The results: Below are a series of five photographs that visually document the example above.
Why do it this way?
I reasoned that adding more than twice the weight of the seed starter (or the intermediate starter weights) would dilute the density of the yeast critters beyond a "strong" density, i.e. each build should peak within eight hours or less, Yeast have little or no motility, so after a time, they are surrounded by their waste products: carbon dioxide and alcohol, not food, so production slows down or stops. Stirring , kneading dough, etc. all redistribute yeast, by-products, and food, but I don't want to be burdened with stirring. Furthermore, my goals focus on yeast production, not bacterial growth. (There are other things one can do to develop flavor contributing starters.)

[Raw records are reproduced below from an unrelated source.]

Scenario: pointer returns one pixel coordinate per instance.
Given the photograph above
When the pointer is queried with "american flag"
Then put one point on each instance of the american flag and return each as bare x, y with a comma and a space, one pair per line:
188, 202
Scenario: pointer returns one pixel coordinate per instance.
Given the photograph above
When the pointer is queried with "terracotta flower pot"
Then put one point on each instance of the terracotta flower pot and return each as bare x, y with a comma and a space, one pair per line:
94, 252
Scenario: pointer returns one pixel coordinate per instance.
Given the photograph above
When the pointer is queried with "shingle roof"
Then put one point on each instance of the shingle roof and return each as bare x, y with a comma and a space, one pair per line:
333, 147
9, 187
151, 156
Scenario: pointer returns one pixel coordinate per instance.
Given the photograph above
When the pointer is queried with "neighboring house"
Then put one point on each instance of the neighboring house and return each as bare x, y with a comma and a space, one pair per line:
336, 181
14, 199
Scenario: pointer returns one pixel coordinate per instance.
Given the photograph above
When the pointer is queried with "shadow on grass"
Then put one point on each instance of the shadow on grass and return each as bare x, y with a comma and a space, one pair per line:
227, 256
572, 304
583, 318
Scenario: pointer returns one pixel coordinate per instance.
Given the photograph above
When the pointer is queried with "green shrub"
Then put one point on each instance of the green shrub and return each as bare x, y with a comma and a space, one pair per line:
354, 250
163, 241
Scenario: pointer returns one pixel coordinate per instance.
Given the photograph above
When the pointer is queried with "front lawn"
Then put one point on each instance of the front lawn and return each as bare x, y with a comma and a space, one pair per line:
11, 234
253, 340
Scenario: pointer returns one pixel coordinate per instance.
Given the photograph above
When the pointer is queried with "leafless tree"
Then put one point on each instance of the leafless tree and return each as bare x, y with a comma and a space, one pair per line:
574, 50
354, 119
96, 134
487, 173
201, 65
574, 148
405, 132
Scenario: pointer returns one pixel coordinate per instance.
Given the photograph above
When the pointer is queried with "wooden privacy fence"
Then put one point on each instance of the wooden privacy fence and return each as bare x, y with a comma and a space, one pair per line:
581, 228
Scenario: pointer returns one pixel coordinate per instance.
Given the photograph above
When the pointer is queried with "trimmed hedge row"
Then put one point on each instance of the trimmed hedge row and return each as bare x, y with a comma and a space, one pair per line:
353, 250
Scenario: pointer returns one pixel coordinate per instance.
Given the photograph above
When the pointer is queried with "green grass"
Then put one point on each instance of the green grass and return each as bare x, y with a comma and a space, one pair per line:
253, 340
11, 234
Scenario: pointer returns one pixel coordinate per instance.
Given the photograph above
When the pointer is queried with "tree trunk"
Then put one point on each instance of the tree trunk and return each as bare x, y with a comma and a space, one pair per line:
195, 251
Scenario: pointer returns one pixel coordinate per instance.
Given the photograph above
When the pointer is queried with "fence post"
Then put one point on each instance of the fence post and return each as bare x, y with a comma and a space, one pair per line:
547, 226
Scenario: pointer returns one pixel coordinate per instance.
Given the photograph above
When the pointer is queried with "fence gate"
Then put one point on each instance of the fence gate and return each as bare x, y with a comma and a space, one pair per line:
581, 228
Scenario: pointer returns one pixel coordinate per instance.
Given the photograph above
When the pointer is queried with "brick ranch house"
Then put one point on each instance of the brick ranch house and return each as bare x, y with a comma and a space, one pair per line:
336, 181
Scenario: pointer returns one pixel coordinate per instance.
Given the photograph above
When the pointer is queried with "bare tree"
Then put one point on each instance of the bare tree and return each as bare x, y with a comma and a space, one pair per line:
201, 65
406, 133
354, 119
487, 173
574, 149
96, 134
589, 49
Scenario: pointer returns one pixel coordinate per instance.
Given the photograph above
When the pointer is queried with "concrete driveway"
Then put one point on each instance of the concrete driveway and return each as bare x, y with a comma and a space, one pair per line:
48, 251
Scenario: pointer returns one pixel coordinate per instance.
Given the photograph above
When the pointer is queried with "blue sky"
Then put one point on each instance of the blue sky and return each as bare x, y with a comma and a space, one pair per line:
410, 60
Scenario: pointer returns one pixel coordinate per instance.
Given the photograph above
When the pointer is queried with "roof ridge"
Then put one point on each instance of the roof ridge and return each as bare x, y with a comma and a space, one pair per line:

1. Seed Starter: 19g of my refrigerator maintained starter.
2. Build 2. at its peak 16 hours after starting. I didn't photograph build 1, even at its peak it didn't cover the bottom of the container.
3. Build 3 at zero hour, I'd just added its flour and water additions and spread it out in its container.
4. Build three after only 3 hours (19 hours from the beginning); I consider its growth a good subjective indicator of its strength.
5. Build 3 after 7 hours (23 hours from beginning). You can see evidence it's peaked by the slight deflation around the edges. Immediately after taking this photo I made the dough...
...for this bread. This is D. DiMuzio's San Francisco Sourdough au Levain (firm starter) formula, but I used it for a Thyme-Feta Cheese-Toasted Chestnut vehicle, so it probably doesn't exhibit all the oven spring it might have in an uncluttered dough. Nonetheless, I think it stands a good example of my goal.